1

We have an elastic search cluster of 3 nodes of the following configurations

 #Cpu Cores     Memory(GB)   Disk(GB)    IO Performance 
    36            244.0        48000        very high

The machines are in 3 different zones namely eu-west-1c,eu-west-1a,eu-west-1b.

Each elastic search instance is being allocated 30GB of heap space.

we are using the above cluster for running aggregations only. The cluster has replication factor of 1 and all the string fields are not analyzed , doc_values is true for all the fields.

We are pumping data into this cluster running 6 instances of logstash in parallel ( having a batch size of 1000)
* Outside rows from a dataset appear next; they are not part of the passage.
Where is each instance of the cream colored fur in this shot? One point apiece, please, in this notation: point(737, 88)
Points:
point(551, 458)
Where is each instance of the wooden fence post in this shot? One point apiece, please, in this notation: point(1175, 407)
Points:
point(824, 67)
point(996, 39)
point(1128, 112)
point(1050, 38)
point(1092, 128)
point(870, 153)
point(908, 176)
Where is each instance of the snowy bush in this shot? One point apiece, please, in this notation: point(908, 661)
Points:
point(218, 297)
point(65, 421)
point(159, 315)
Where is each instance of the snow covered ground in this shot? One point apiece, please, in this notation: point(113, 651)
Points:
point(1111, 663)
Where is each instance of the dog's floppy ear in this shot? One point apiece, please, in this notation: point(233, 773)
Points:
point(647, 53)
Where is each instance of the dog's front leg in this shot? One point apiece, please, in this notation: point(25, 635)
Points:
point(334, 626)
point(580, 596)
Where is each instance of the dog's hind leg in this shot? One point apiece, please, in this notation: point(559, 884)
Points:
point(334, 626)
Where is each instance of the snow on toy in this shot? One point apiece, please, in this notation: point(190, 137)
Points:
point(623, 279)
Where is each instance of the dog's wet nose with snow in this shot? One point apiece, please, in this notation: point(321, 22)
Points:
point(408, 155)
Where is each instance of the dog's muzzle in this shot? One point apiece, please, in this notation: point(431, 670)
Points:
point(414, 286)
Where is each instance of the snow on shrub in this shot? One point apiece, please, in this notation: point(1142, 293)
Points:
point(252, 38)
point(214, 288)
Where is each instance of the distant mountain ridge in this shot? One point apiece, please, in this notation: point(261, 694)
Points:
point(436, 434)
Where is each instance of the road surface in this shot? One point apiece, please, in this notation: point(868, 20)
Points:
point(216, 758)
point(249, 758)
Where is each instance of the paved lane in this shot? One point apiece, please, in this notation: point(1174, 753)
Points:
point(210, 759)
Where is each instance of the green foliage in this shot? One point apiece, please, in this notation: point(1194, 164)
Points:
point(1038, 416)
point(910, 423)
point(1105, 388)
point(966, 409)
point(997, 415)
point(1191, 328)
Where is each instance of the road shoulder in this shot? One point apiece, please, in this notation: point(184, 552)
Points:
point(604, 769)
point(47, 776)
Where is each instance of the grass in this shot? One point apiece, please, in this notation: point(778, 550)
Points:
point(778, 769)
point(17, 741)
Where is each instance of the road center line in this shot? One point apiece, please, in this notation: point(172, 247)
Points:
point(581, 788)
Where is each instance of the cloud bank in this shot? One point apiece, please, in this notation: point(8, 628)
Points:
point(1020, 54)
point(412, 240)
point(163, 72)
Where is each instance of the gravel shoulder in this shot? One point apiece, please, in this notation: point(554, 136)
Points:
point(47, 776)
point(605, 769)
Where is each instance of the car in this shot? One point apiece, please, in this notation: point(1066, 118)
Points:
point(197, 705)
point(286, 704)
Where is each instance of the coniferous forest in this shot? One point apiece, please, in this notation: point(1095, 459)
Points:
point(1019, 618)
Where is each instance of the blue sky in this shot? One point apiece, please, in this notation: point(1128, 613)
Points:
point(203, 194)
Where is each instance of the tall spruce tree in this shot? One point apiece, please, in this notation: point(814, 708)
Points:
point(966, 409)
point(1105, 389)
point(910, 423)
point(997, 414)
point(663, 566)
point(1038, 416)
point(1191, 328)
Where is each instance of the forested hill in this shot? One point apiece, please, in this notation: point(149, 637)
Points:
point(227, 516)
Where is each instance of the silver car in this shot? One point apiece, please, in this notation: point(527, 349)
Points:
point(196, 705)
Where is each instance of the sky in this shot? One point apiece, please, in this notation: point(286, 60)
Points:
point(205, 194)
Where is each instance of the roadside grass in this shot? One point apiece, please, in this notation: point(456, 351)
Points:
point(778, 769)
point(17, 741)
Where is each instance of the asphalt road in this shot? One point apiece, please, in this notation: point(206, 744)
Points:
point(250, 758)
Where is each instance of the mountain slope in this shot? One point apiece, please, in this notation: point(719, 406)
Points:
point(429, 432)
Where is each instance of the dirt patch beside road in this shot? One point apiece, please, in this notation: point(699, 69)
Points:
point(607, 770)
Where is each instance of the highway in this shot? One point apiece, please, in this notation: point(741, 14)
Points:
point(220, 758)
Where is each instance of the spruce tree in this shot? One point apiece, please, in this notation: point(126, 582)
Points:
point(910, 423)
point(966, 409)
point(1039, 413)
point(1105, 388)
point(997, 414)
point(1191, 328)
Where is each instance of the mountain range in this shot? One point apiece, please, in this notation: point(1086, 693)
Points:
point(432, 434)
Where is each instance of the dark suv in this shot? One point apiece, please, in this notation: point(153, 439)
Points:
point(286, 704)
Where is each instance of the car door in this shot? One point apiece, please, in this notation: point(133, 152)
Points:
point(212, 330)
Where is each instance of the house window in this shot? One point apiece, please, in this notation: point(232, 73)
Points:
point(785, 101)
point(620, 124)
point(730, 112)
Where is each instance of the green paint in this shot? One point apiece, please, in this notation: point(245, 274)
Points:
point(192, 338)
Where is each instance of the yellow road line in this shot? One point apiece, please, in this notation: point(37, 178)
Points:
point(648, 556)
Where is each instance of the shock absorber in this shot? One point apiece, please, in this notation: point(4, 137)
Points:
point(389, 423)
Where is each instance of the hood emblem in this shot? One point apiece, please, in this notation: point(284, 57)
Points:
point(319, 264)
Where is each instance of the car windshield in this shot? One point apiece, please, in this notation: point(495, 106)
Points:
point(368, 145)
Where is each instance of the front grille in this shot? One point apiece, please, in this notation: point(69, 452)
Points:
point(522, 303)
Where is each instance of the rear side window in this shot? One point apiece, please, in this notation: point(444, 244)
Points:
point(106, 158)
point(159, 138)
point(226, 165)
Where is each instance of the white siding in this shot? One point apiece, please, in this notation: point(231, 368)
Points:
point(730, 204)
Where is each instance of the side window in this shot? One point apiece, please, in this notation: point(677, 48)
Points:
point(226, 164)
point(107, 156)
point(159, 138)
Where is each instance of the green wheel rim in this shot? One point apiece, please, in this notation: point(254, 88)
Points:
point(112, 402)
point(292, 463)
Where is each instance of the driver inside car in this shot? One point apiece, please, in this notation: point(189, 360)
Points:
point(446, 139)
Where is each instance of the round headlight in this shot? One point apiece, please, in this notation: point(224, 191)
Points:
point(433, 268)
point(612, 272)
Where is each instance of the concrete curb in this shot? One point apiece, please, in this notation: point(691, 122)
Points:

When more instances of logstash are started one by one the nodes of the ElasticSearch cluster starts throwing out of memory error.

What could be the possible optimizations to speed up bulk indexing rate on the cluster?= Will presence of nodes of cluster in the same zone increase bulk indexing? Will adding more nodes in the cluster help ?

Couple of steps taken so far

Increase the bulk queue size from 50 to 1000
Increase refresh interval from 1 seconds to 2 minutes
Changed segments merge throttling to none ( https://www.elastic.co/guide/en/elasticsearch/guide/current/indexing- performance.html)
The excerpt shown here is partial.